Organizations such as Love146 and Restore NYC work every day with survivors who understand this reality firsthand. These organizations are not motivated by moral panic or ideological extremism, as critics sometimes suggest. They are responding to real patterns of abuse, coercion, grooming, and trafficking that continue to devastate vulnerable populations, especially women and children.

The National Center on Sexual Exploitation has spent years exposing the connections between pornography, trafficking, online exploitation, and commercial sexual abuse. Safe House Project focuses on survivor restoration and long-term recovery services for trafficking victims. Enough Is Enough has worked aggressively to combat online sexual exploitation and protect children from digital predation. Voices Against Trafficking amplifies survivor experiences while advocating for systemic reform.

Their work reflects a reality often absent from academic debates: the overwhelming majority of people entering prostitution are not entering from positions of strength and unlimited economic opportunity. Many are surviving circumstances they did not create.

Progressive movements historically sought to protect vulnerable workers from exploitation by powerful economic actors. Yet modern prostitution activism increasingly asks society to normalize one of the oldest forms of economic exploitation in human history under the banner of liberation.

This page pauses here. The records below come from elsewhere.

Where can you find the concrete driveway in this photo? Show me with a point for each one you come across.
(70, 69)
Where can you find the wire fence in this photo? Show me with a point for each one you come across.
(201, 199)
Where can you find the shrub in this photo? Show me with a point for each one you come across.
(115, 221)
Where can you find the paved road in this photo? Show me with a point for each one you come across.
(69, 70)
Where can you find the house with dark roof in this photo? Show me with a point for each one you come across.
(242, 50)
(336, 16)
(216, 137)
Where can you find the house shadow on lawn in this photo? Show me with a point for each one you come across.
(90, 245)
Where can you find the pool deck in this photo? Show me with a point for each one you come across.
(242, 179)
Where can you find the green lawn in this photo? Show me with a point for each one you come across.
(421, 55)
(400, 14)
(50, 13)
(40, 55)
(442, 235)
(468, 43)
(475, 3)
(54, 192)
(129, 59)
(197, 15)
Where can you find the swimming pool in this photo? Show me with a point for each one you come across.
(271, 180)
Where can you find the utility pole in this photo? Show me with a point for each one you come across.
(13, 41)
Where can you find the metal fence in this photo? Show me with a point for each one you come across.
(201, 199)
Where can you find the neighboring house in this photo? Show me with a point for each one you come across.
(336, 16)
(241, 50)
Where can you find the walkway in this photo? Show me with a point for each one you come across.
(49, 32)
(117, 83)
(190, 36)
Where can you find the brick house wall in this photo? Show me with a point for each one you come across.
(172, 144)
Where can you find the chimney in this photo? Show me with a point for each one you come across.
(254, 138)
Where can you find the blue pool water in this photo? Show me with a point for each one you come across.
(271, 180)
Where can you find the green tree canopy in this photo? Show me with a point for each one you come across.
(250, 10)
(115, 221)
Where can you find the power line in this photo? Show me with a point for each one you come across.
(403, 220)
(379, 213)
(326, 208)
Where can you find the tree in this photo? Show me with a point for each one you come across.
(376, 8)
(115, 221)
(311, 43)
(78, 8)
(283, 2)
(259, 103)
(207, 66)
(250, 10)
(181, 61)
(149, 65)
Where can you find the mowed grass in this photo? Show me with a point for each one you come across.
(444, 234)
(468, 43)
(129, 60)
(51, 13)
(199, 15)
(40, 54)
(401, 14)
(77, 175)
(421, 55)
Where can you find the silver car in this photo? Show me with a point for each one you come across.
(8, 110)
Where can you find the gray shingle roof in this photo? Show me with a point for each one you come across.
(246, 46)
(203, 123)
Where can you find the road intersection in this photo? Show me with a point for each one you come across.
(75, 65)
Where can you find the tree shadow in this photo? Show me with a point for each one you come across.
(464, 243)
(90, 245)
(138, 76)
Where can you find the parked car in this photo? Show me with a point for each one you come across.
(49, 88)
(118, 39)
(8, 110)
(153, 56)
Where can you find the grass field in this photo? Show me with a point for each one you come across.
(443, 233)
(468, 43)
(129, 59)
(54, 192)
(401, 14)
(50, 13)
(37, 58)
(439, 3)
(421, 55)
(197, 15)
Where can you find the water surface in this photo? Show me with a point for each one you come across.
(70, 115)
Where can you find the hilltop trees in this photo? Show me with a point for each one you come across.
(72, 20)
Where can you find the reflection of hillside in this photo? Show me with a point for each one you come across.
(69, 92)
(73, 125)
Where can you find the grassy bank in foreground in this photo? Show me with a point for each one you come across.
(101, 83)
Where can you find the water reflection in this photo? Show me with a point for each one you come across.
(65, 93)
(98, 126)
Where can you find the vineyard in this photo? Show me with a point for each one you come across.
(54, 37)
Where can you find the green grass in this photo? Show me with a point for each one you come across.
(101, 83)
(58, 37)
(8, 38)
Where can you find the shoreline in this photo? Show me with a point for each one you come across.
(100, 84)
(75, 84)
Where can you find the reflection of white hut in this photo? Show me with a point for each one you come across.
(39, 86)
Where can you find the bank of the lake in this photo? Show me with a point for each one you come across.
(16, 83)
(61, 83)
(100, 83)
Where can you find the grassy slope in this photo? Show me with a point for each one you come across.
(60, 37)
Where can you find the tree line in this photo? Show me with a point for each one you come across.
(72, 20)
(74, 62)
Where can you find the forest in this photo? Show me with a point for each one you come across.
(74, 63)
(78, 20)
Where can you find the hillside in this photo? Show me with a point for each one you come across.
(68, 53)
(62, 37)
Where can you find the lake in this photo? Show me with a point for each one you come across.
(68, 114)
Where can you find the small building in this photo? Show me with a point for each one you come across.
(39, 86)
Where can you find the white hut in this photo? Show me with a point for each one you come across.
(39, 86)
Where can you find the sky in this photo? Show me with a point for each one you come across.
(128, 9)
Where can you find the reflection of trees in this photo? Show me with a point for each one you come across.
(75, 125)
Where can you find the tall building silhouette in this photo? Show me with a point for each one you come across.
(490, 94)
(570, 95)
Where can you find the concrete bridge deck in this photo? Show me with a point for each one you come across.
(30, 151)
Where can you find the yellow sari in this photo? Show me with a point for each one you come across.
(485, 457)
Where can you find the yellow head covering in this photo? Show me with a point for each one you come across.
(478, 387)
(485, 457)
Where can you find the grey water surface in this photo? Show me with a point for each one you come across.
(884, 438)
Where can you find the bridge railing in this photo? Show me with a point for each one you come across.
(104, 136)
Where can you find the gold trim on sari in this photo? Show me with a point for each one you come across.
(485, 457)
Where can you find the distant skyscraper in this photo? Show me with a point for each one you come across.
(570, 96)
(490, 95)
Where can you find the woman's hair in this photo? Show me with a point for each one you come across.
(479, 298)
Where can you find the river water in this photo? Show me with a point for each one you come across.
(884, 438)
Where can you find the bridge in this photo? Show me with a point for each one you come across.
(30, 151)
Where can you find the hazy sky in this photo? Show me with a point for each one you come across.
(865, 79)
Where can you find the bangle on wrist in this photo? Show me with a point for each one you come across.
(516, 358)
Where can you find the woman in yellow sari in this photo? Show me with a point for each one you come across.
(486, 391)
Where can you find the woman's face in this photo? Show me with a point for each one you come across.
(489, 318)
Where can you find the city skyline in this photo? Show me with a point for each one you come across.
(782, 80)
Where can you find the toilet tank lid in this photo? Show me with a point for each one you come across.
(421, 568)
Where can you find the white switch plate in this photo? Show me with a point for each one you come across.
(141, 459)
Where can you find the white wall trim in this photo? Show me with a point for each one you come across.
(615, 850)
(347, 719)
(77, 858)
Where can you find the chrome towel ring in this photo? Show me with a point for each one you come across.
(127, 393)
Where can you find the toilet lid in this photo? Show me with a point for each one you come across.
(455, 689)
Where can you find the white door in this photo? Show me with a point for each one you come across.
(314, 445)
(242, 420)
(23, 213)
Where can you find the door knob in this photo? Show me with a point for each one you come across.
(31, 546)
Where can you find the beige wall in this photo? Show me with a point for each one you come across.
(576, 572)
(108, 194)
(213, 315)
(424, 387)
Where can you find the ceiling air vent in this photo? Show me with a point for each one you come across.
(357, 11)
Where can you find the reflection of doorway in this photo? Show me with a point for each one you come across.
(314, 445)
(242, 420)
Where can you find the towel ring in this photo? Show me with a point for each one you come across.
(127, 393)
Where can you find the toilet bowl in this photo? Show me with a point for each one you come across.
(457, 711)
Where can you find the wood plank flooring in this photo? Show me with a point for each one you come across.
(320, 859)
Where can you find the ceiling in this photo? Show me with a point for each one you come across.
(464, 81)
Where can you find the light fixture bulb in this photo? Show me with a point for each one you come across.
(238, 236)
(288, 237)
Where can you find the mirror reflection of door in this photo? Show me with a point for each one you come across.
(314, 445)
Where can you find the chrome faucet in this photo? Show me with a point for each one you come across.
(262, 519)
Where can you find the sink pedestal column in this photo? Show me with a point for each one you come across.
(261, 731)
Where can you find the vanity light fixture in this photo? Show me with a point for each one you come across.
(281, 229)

This ideological contradiction becomes even more troubling when viewed through the lens of human trafficking. The global trafficking industry generates billions annually precisely because demand exists. Demand matters. Buyers matter. The normalization of purchasing sex expands markets, creates profit incentives, and increases opportunities for traffickers to recruit and exploit vulnerable individuals.

Countries that legalized or broadly decriminalized prostitution have often struggled with expanding commercial sex industries and trafficking concerns. Germany and the Netherlands are frequently cited examples where legalization created larger commercial markets that criminal networks could infiltrate. The Wall Street Journal article itself referenced concerns about market expansion following legalization efforts.

This is why many survivor advocates support the Nordic Model, which decriminalizes those being sold for sex while targeting buyers, traffickers, and pimps. The approach recognizes an essential truth: the individual being purchased is often the least powerful person in the transaction.

Critics argue that opposing prostitution is paternalistic or anti-choice. But acknowledging exploitation is not paternalism. It is realism.

A society that truly values human dignity should not aspire to build more efficient systems for commercial sexual access. It should aspire to reduce the conditions that make exploitation profitable in the first place.

That means addressing addiction, poverty, childhood trauma, homelessness, mental health crises, online grooming, and institutional failures that leave vulnerable people susceptible to exploitation. It means strengthening survivor services, increasing trafficking enforcement, improving prevention education, and holding powerful individuals accountable regardless of wealth or status.

Most importantly, it means rejecting the dangerous cultural trend that attempts to redefine exploitation as empowerment simply because modern language has become more sophisticated.

Not every transaction entered into voluntarily is inherently just.

History repeatedly shows that societies often normalize exploitation long before they recognize its consequences. Future generations may look back on this era’s effort to commercialize and sanitize prostitution the same way we now view other systems once defended as economic necessity or personal freedom.

The question is not whether vulnerable people deserve dignity and protection. They absolutely do.

The real question is whether society is willing to admit that some markets should never be normalized simply because they are profitable.